Koppen yang sudah lima kali berhadapan dengan Vera tahu benar
kelemahan lawannya. Backhand yang lemah dari Vera coba
dimanfaatkan Koppen pada set kedua. Tetapi pemain Indonesia itu
melawannya dengan lambungan bola yang sukar dijangkau perempuan
Denmark itu.
Vera sempat membuat kaget Koppen ketika dia berhasil mengejar
angka menjadi deuce 10-10. Permainan net Vera memang dalam,
sehingga Koppen terpaksa mengembalikannya melambung dan memberi
kesempatan lawan untuk menyerang. Tetapi Vera ustru membunuh
diri. Smash-nya dihadang net. Itulah kesudahan bagi Vera yang
hanya berhasil menggondol juara ke-2 dengan hadiah Rp 1,7 juta.

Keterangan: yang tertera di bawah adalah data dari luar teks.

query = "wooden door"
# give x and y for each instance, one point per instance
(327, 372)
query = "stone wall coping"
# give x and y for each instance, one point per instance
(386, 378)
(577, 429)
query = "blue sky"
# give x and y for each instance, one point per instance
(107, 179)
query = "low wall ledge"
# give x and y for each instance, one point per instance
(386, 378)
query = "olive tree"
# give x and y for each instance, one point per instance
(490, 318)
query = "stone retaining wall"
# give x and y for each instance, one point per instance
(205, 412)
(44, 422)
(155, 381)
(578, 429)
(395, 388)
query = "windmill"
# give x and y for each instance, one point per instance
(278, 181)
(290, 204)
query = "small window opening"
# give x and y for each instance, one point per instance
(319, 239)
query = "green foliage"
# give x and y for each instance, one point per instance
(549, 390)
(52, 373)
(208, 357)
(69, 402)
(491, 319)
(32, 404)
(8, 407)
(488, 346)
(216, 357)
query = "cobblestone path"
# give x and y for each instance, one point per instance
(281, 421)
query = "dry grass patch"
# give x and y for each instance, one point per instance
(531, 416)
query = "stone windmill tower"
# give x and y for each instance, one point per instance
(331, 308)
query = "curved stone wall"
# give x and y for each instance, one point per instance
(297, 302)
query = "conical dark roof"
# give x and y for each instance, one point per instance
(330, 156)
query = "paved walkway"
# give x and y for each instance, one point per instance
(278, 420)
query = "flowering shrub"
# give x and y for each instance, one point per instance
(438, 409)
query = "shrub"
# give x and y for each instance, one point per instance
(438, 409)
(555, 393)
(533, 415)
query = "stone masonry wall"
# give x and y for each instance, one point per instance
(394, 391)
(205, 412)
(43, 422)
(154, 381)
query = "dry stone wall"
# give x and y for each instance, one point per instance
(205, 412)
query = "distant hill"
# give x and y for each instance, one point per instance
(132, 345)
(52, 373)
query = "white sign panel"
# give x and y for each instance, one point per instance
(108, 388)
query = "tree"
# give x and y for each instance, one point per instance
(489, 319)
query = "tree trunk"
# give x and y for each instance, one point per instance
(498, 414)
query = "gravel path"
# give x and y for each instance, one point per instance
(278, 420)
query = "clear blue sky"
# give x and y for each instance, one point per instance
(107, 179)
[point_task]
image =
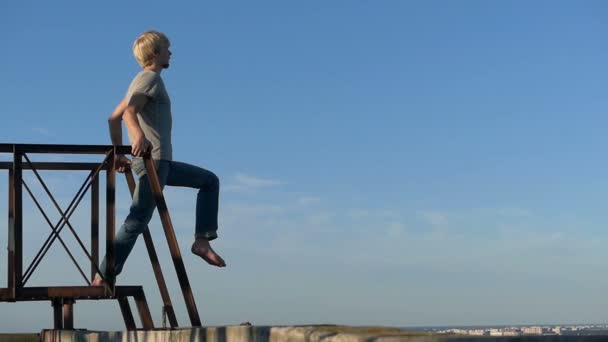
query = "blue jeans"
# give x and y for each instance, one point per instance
(174, 174)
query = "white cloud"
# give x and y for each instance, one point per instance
(435, 218)
(244, 183)
(308, 200)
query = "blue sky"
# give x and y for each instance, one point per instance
(388, 163)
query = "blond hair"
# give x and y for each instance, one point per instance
(147, 45)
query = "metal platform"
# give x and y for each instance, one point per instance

Sekalipun takluk, permainan Vera tidaklah mundur sejak
perkawinannya tahun 1979. Peranakan Tionghoa yang sudah haji itu
tidak menganggap kekalahan di Kuala Lumpur itu sebagai akhir
dari karirnya. Kalah atau menang katanya, dia masih tetap akan
main, baru kemudian mencurahkan diri pada rumah tangga.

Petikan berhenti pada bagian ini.